At this Rebecca simply stared at the floor and moaned softly to herself in sheer terror. Suddenly, she heard the sound of cloth being ripped, knowing full well her body suit was the source of the sound. Having quickly removed sufficient obstruction for the purpose at hand, he leaned over and tugged her head up so her face was pointed directly towards the audience and announced imperiously, “She can’t talk right now fellas, because the cat’s got her tongue. So you can just nod, Witch. If you’re a virgin, you can nod now.”
Rebecca nodded. And at that moment he smacked her loudly on the bottom, exclaiming, “That’s a good girl, Witch,” and then he walked around behind the table and proceeded to rape her. When he was sated, he backed away from her for a moment and slid something that felt like paper into her left boot top. Subsequently turning away, he ordered, “Ari, take her below, and keep an eye on her, hear? I’ll be down for another round in a little while.” For their part, the audience paid no attention at all as Ari hauled Rebecca from the stage.
Rebecca was dragged back into the adjacent state room, at which point Ari inquired, “Are you okay? You look beat.”
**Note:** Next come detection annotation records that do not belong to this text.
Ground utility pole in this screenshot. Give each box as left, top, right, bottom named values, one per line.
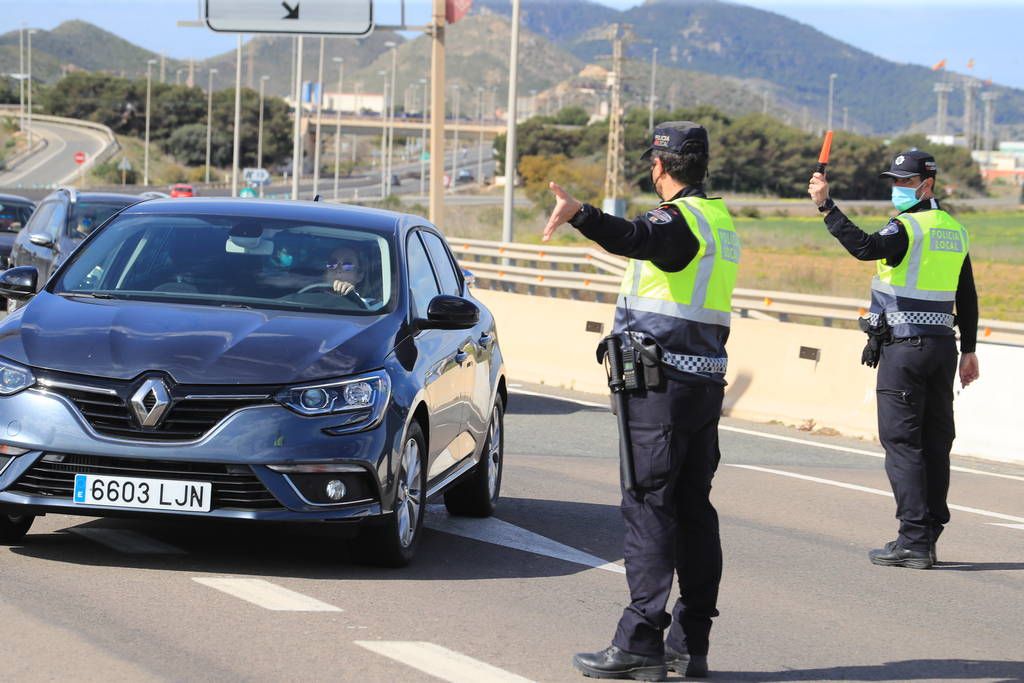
left=332, top=57, right=345, bottom=199
left=603, top=24, right=626, bottom=216
left=430, top=0, right=450, bottom=224
left=502, top=0, right=519, bottom=242
left=825, top=74, right=838, bottom=130
left=231, top=33, right=242, bottom=197
left=206, top=69, right=217, bottom=184
left=292, top=36, right=302, bottom=200
left=309, top=36, right=325, bottom=197
left=142, top=59, right=157, bottom=187
left=647, top=47, right=657, bottom=134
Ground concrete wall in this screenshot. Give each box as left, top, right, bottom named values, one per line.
left=474, top=290, right=1024, bottom=463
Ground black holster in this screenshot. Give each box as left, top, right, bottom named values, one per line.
left=857, top=313, right=893, bottom=368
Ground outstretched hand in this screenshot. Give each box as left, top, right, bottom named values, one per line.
left=544, top=182, right=583, bottom=242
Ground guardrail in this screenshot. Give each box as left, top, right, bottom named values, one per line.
left=449, top=238, right=1024, bottom=345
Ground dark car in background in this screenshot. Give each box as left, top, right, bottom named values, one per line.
left=0, top=195, right=36, bottom=268
left=0, top=199, right=507, bottom=565
left=8, top=187, right=145, bottom=309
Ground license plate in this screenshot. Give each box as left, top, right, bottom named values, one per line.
left=72, top=474, right=213, bottom=512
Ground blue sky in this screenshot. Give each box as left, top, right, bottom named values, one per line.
left=0, top=0, right=1024, bottom=88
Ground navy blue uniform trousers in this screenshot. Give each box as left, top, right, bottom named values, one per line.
left=612, top=379, right=724, bottom=655
left=877, top=335, right=956, bottom=550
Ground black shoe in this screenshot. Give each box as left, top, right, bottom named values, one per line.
left=572, top=645, right=669, bottom=681
left=867, top=541, right=935, bottom=569
left=665, top=647, right=708, bottom=678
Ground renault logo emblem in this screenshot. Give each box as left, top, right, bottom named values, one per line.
left=131, top=377, right=171, bottom=427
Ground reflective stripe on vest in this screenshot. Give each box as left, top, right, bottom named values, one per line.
left=615, top=197, right=739, bottom=372
left=870, top=209, right=969, bottom=337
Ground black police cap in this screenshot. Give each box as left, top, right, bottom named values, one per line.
left=640, top=121, right=708, bottom=159
left=879, top=150, right=939, bottom=178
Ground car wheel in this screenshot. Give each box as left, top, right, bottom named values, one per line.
left=358, top=422, right=427, bottom=567
left=444, top=395, right=505, bottom=517
left=0, top=513, right=36, bottom=544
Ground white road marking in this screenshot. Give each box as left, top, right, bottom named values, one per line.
left=725, top=463, right=1024, bottom=524
left=354, top=640, right=530, bottom=683
left=424, top=505, right=626, bottom=573
left=511, top=389, right=1024, bottom=481
left=193, top=577, right=342, bottom=612
left=68, top=526, right=185, bottom=555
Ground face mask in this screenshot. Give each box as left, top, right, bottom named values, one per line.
left=893, top=180, right=925, bottom=211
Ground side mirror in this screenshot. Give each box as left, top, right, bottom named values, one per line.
left=413, top=294, right=480, bottom=330
left=29, top=232, right=53, bottom=249
left=0, top=265, right=39, bottom=301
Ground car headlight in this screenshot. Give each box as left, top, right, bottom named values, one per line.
left=274, top=371, right=391, bottom=429
left=0, top=358, right=36, bottom=396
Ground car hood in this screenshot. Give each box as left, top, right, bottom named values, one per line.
left=0, top=291, right=400, bottom=384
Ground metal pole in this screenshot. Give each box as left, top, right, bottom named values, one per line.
left=429, top=0, right=446, bottom=224
left=231, top=33, right=242, bottom=197
left=142, top=59, right=157, bottom=187
left=825, top=74, right=837, bottom=130
left=292, top=36, right=302, bottom=200
left=420, top=78, right=428, bottom=197
left=502, top=0, right=519, bottom=242
left=256, top=76, right=270, bottom=197
left=380, top=71, right=390, bottom=200
left=334, top=57, right=345, bottom=199
left=206, top=69, right=217, bottom=184
left=309, top=36, right=324, bottom=197
left=647, top=47, right=657, bottom=132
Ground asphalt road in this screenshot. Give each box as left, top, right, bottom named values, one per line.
left=0, top=121, right=104, bottom=190
left=0, top=387, right=1024, bottom=683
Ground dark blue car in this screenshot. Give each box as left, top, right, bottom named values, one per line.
left=0, top=199, right=507, bottom=565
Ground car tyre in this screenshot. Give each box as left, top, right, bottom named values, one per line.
left=0, top=513, right=36, bottom=545
left=444, top=394, right=505, bottom=517
left=357, top=422, right=427, bottom=567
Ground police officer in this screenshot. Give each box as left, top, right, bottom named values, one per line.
left=544, top=121, right=739, bottom=680
left=808, top=150, right=978, bottom=569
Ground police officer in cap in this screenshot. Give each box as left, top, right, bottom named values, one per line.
left=544, top=121, right=739, bottom=680
left=808, top=150, right=978, bottom=569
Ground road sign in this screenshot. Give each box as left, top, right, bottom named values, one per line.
left=242, top=168, right=270, bottom=185
left=206, top=0, right=374, bottom=36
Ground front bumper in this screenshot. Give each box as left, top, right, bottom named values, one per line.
left=0, top=388, right=401, bottom=522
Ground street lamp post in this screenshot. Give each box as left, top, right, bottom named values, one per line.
left=333, top=57, right=345, bottom=199
left=256, top=76, right=270, bottom=197
left=142, top=59, right=157, bottom=187
left=825, top=74, right=838, bottom=130
left=206, top=69, right=217, bottom=184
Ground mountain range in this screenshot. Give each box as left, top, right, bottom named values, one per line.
left=0, top=0, right=1024, bottom=133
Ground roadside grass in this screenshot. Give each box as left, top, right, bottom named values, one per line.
left=444, top=206, right=1024, bottom=322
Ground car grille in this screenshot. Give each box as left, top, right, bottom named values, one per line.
left=8, top=454, right=283, bottom=510
left=42, top=376, right=270, bottom=441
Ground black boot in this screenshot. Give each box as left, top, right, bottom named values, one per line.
left=867, top=541, right=935, bottom=569
left=665, top=647, right=708, bottom=678
left=572, top=645, right=669, bottom=681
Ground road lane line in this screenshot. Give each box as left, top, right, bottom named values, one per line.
left=510, top=389, right=1024, bottom=481
left=193, top=577, right=342, bottom=612
left=424, top=505, right=626, bottom=573
left=354, top=640, right=530, bottom=683
left=68, top=526, right=185, bottom=555
left=725, top=463, right=1024, bottom=524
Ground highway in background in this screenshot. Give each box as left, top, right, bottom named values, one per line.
left=0, top=121, right=106, bottom=191
left=0, top=387, right=1024, bottom=683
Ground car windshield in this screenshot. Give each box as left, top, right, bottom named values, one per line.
left=71, top=200, right=132, bottom=238
left=51, top=214, right=394, bottom=315
left=0, top=202, right=32, bottom=232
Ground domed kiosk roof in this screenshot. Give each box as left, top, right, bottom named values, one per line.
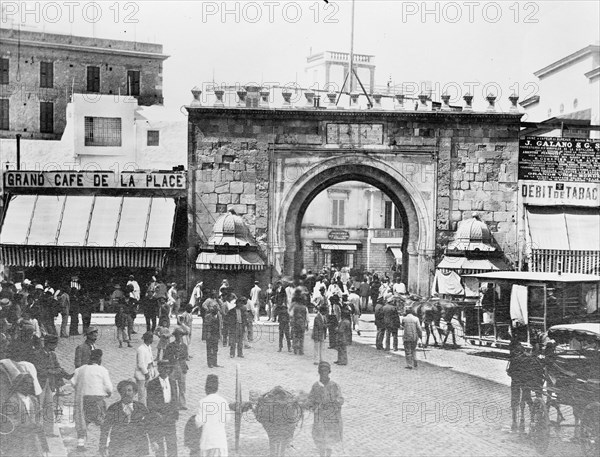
left=448, top=213, right=496, bottom=253
left=208, top=210, right=256, bottom=247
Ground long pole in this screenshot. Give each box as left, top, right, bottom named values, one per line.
left=348, top=0, right=354, bottom=106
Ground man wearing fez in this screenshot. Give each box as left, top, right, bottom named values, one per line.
left=75, top=327, right=98, bottom=368
left=307, top=362, right=344, bottom=457
left=99, top=380, right=150, bottom=457
left=71, top=349, right=113, bottom=450
left=227, top=297, right=248, bottom=358
left=164, top=327, right=189, bottom=409
left=196, top=374, right=233, bottom=456
left=133, top=332, right=155, bottom=405
left=34, top=335, right=73, bottom=392
left=146, top=360, right=180, bottom=457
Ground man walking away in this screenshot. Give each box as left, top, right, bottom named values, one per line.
left=312, top=306, right=327, bottom=365
left=203, top=303, right=221, bottom=368
left=56, top=289, right=71, bottom=338
left=249, top=281, right=262, bottom=321
left=375, top=302, right=385, bottom=351
left=196, top=374, right=233, bottom=457
left=333, top=311, right=352, bottom=365
left=402, top=308, right=423, bottom=370
left=275, top=292, right=292, bottom=352
left=227, top=297, right=248, bottom=358
left=133, top=332, right=156, bottom=406
left=71, top=349, right=113, bottom=450
left=383, top=295, right=400, bottom=351
left=147, top=360, right=179, bottom=457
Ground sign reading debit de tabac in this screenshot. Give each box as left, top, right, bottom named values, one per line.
left=4, top=171, right=186, bottom=189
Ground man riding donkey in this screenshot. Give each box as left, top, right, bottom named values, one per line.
left=506, top=338, right=544, bottom=432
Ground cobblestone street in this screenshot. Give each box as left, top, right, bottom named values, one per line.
left=43, top=315, right=581, bottom=456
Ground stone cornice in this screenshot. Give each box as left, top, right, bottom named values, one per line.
left=185, top=106, right=523, bottom=122
left=0, top=37, right=170, bottom=60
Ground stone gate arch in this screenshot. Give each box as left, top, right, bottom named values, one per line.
left=271, top=153, right=435, bottom=295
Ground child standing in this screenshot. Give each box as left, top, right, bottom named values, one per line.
left=154, top=317, right=171, bottom=361
left=177, top=305, right=194, bottom=349
left=333, top=311, right=352, bottom=365
left=312, top=306, right=327, bottom=365
left=115, top=304, right=132, bottom=348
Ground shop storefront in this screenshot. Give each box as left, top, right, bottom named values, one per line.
left=194, top=210, right=266, bottom=297
left=0, top=171, right=187, bottom=294
left=519, top=137, right=600, bottom=274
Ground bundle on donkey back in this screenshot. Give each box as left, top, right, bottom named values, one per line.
left=398, top=294, right=464, bottom=346
left=252, top=386, right=307, bottom=457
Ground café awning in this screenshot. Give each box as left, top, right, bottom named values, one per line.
left=0, top=195, right=176, bottom=268
left=196, top=251, right=265, bottom=271
left=436, top=255, right=508, bottom=272
left=321, top=243, right=357, bottom=251
left=388, top=246, right=402, bottom=263
left=527, top=206, right=600, bottom=251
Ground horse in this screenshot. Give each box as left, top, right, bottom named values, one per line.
left=506, top=339, right=544, bottom=432
left=398, top=295, right=464, bottom=347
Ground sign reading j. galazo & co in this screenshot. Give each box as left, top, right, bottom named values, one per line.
left=519, top=136, right=600, bottom=207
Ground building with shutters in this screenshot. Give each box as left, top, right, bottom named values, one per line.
left=0, top=29, right=168, bottom=140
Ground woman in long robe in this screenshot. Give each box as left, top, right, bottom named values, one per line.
left=307, top=362, right=344, bottom=457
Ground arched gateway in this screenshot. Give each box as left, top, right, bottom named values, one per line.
left=272, top=152, right=435, bottom=291
left=187, top=98, right=520, bottom=295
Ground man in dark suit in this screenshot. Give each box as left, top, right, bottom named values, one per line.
left=227, top=297, right=248, bottom=358
left=146, top=360, right=179, bottom=457
left=382, top=296, right=400, bottom=351
left=99, top=381, right=149, bottom=457
left=75, top=327, right=98, bottom=368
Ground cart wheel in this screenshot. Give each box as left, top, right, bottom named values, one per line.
left=581, top=402, right=600, bottom=457
left=529, top=397, right=550, bottom=454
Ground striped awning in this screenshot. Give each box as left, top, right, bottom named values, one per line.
left=321, top=243, right=357, bottom=251
left=0, top=244, right=169, bottom=269
left=196, top=251, right=265, bottom=271
left=0, top=195, right=176, bottom=268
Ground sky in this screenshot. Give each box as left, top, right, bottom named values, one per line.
left=0, top=0, right=600, bottom=109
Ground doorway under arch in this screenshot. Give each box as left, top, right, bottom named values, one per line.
left=273, top=160, right=434, bottom=294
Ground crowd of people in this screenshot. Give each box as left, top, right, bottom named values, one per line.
left=0, top=272, right=420, bottom=456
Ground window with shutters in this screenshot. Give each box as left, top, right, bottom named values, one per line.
left=0, top=59, right=9, bottom=84
left=40, top=102, right=54, bottom=133
left=0, top=98, right=10, bottom=130
left=87, top=67, right=100, bottom=92
left=127, top=70, right=140, bottom=95
left=331, top=200, right=345, bottom=226
left=40, top=62, right=54, bottom=88
left=84, top=116, right=121, bottom=146
left=147, top=130, right=159, bottom=146
left=383, top=200, right=402, bottom=229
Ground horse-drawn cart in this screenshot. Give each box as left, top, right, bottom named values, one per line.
left=530, top=323, right=600, bottom=457
left=464, top=271, right=600, bottom=347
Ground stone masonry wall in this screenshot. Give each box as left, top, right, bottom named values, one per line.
left=189, top=108, right=520, bottom=273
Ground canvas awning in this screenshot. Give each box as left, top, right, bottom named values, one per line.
left=0, top=195, right=176, bottom=268
left=437, top=255, right=508, bottom=272
left=388, top=246, right=402, bottom=263
left=321, top=243, right=357, bottom=251
left=196, top=251, right=265, bottom=270
left=527, top=206, right=600, bottom=251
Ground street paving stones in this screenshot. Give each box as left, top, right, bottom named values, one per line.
left=50, top=315, right=581, bottom=457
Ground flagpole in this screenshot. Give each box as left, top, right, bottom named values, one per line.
left=348, top=0, right=354, bottom=106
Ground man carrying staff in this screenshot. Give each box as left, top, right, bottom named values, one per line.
left=147, top=360, right=180, bottom=457
left=71, top=349, right=113, bottom=450
left=402, top=308, right=423, bottom=370
left=75, top=327, right=98, bottom=368
left=307, top=362, right=344, bottom=457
“I’m fine, it’s all in a da
y’s work” she lied, “But he rode me real hard, and I need to go to the bathroom something fierce. Could you please take me to a toilet?”
“Sure,” he replied and, scooping up her costume, he led her down a hallway. Arriving at the head, he pointed, “It’s here, and don’t try anything, because I’ll be outside the door, okay?”
“Okay,” she said and darted into the restroom. Once inside, she quickly removed both the remaining shreds of her body suit and her leather boots, replacing them with her leotard. On removing her boots the telltale piece of paper fell out and, realization seeping over her that it was a hundred dollar bill, she swept up the currency, folded it, and pressed it within her leotard. Then she called out, “Ari, are you out there?”
“Yeah,” he replied. “What do you want?”
She cooed seductively, “Can you lean your head up to the door, I need to ask you something.”
“Okay,” he replied in a muffled tone.
Hoping against hope that her plan might succeed, she leaned back on the sink counter and, kicking the door with both feet as hard as she could, she caught him square on the chin. Ari went down and didn’t move. She climbed over him and raced down the hallway. Seeing a door with a porthole on it and, noticing that it was dark on the other side, she pushed the door open and confirmed that she was now on deck. She peered out towards the shore and, observing distant lights on the shore, she took a running start and dove head first over the side.